As a second explanation, the R589H mutation in one allele of the AE1 gene might be necessary but not sufficient to produce dRTA. In this scenario, there must be present a required allele of one or more modifier genes for sufficient reduction of collecting duct acid secretion to result in dRTA. This incremental effect may be entirely mediated by further reduction in Cl/HCO₃ exchange in the type A IC, or (more likely) due to impairment of yet another process required for or contributing to urinary acid excretion (and encoded by a linked gene).

As a third explanation, heterozygosity for kAE1 R589H may indeed suffice to cause dRTA. However, a more extreme loss-of-function phenotype of kAE1 R589H than that exhibited by recombinant protein expressed in Xenopus oocytes might indeed be required to cause dRTA. Manifestation of this hypothesized more extreme (and possibly dominant negative) phenotype, might require conditions or cofactors present in mammalian cells but absent from Xenopus oocytes.
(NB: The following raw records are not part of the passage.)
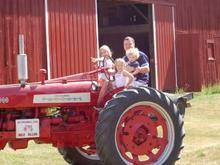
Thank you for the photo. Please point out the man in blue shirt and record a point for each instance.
(143, 60)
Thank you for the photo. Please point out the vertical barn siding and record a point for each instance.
(165, 47)
(27, 17)
(187, 48)
(72, 36)
(201, 17)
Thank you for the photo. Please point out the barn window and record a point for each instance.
(211, 50)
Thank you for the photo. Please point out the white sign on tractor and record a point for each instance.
(27, 128)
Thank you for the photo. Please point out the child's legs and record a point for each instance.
(102, 92)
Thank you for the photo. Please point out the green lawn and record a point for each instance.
(202, 142)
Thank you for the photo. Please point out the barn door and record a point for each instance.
(188, 62)
(164, 47)
(212, 60)
(217, 56)
(26, 17)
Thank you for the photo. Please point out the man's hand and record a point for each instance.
(143, 69)
(94, 60)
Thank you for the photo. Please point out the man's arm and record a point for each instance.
(144, 61)
(143, 69)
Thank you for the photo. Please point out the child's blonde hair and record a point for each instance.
(133, 52)
(120, 61)
(106, 48)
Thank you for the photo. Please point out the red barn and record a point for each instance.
(181, 37)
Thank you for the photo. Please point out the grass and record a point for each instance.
(202, 141)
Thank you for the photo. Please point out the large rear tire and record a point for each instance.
(80, 156)
(139, 126)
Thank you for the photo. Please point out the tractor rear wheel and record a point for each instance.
(139, 126)
(80, 156)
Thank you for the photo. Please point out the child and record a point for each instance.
(122, 77)
(133, 64)
(105, 60)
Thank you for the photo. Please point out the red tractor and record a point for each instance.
(139, 126)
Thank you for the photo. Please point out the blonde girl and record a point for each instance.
(122, 77)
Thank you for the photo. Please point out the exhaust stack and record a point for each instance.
(22, 62)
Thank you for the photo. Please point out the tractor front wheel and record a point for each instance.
(139, 126)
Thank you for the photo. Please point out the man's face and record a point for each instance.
(128, 44)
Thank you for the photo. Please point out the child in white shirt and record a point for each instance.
(105, 60)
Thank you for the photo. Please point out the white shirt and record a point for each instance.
(120, 80)
(106, 63)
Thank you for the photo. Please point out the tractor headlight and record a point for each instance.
(94, 86)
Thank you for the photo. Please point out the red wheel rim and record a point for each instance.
(142, 135)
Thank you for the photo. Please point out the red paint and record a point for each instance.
(72, 27)
(27, 17)
(73, 126)
(201, 18)
(165, 47)
(188, 65)
(140, 136)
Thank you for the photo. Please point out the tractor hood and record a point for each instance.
(48, 95)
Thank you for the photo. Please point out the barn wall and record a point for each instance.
(27, 17)
(165, 47)
(72, 36)
(201, 17)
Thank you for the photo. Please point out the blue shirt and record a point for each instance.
(133, 64)
(143, 60)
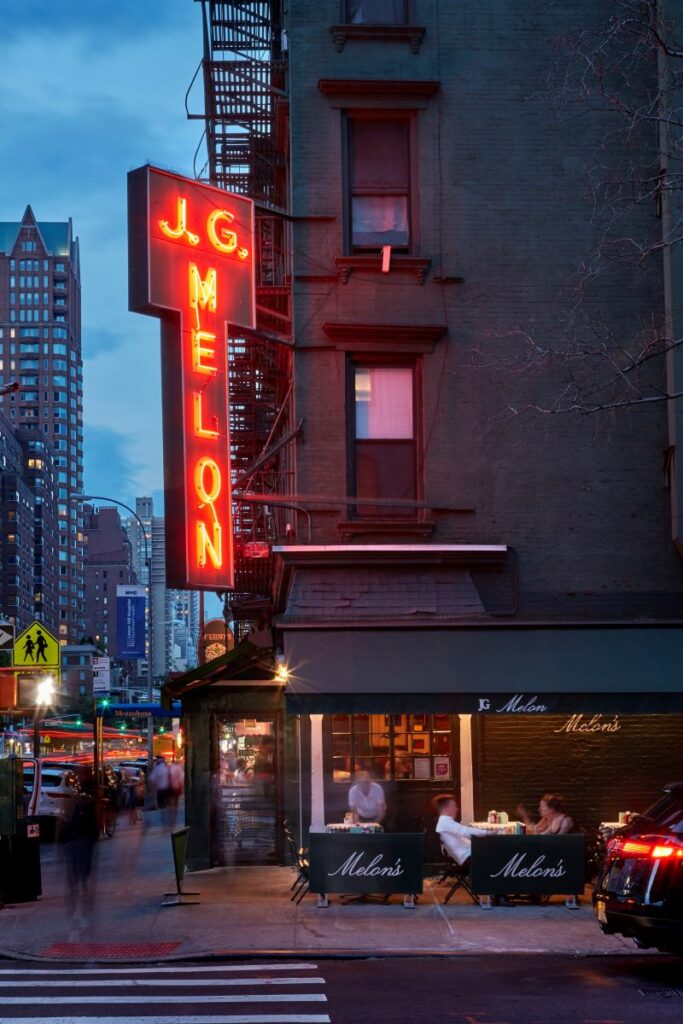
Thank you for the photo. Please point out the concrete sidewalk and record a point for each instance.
(248, 910)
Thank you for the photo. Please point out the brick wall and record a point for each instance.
(599, 773)
(504, 201)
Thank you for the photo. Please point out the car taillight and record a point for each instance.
(666, 851)
(637, 849)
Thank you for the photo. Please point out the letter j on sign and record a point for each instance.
(190, 263)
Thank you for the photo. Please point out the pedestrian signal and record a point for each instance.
(36, 647)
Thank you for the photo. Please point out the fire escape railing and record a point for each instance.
(245, 101)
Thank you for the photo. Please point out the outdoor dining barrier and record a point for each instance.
(366, 863)
(528, 865)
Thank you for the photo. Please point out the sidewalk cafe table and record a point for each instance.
(338, 827)
(507, 827)
(365, 860)
(528, 865)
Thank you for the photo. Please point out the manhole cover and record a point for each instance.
(107, 950)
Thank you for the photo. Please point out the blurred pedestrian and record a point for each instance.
(176, 782)
(78, 837)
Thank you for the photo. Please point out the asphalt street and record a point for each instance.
(499, 989)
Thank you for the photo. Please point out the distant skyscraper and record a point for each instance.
(40, 345)
(29, 567)
(175, 612)
(108, 565)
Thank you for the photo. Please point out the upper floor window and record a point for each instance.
(377, 11)
(379, 179)
(384, 458)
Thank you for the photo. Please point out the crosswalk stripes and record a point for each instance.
(249, 993)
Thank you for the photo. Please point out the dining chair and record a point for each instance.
(460, 873)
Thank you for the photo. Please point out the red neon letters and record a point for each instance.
(190, 263)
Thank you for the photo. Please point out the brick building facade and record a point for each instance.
(472, 564)
(40, 347)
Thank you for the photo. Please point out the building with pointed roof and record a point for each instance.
(40, 347)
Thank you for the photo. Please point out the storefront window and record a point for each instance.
(392, 747)
(245, 792)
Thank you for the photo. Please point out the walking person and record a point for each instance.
(78, 837)
(176, 781)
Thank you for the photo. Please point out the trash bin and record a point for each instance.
(19, 864)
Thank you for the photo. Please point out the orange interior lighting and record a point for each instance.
(200, 429)
(180, 230)
(203, 290)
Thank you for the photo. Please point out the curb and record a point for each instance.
(219, 956)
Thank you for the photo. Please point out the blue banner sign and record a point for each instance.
(130, 622)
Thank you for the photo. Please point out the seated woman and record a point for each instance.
(553, 819)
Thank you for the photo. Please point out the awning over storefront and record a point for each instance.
(518, 669)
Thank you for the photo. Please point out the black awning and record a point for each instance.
(486, 670)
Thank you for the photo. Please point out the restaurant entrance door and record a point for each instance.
(246, 797)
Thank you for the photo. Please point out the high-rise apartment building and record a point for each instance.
(40, 346)
(29, 567)
(108, 565)
(175, 612)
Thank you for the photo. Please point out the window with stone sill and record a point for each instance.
(379, 183)
(383, 461)
(392, 748)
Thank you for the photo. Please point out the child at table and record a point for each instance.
(456, 837)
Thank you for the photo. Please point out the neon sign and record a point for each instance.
(190, 263)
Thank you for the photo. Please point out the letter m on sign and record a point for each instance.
(191, 264)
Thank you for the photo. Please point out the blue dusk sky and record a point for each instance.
(91, 89)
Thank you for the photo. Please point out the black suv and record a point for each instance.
(639, 889)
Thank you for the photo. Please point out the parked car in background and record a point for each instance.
(639, 889)
(58, 788)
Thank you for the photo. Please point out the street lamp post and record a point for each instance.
(44, 698)
(147, 562)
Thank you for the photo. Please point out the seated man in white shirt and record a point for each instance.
(455, 836)
(366, 799)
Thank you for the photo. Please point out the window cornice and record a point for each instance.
(396, 338)
(411, 34)
(349, 92)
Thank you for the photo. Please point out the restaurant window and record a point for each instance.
(376, 11)
(384, 442)
(396, 748)
(379, 180)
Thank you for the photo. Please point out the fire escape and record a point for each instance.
(246, 118)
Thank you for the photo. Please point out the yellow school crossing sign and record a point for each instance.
(36, 648)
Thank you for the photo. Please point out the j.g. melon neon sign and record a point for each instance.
(190, 263)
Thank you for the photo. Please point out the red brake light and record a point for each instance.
(637, 849)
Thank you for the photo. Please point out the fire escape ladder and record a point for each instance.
(245, 87)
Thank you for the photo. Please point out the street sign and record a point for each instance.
(36, 648)
(6, 636)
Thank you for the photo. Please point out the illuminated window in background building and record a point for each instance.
(379, 177)
(384, 463)
(377, 11)
(396, 748)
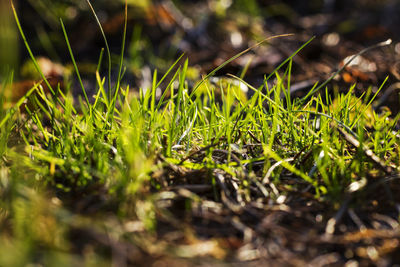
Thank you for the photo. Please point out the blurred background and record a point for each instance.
(208, 32)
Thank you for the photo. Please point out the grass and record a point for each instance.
(94, 181)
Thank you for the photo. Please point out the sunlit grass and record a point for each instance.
(112, 148)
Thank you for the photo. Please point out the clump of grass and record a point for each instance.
(118, 153)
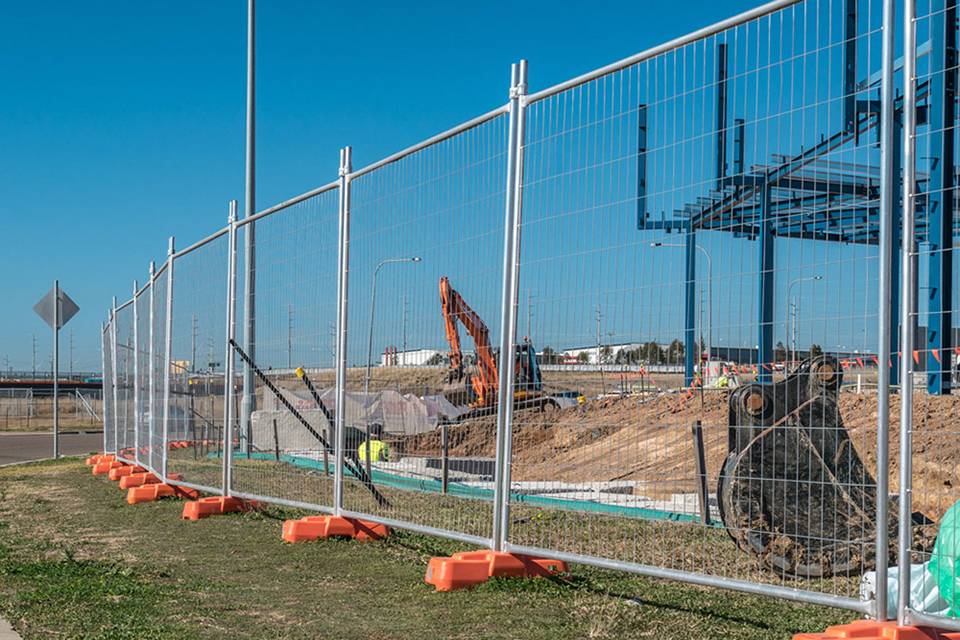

An example of such a condition would be temperature sensitivity of the AE1 R589H mutation, such that biosynthesis and/or intracellular trafficking might be impaired at 37 °C, even though transport activity of protein already in the plasma membrane is not impaired at 37 °C (Fig. 5). Such conditions or cofactors might be restricted to epithelial cells, to polarized epithelial cells, or maybe even restricted to type A IC in situ. The latter case would be consistent with the observed mild loss-of-function in red cells and more severe loss-of-function in type A IC.

Fourth, the mild loss-of-function phenotype of recombinant kAE1 R589H measured in Xenopus oocytes may have indeed accurately reflected its relative anion exchange activity in type A IC. However, the more extreme renal loss-of-function phenotype hypothesized to occur in vivo might arise from loss of polarized kAE1 targeting in type A IC. This could lead to nonpolarized secretion of bicarbonate, effectively short-circuiting urinary acid excretion. Such a loss of polarization of bicarbonate secretion could explain AE1-linked dRTA in the presence of less severe impairment of red cell AE1 function than that measured in HS with normal urinary acidification.

Expression of kAE1 R598H in polarized mammalian epithelial cells should allow experimental tests of these hypotheses. Ultimately, the ability and sufficiency of kAE1 mutations to produce dRTA may be tested in mice /+ and / for the AE1 gene (16).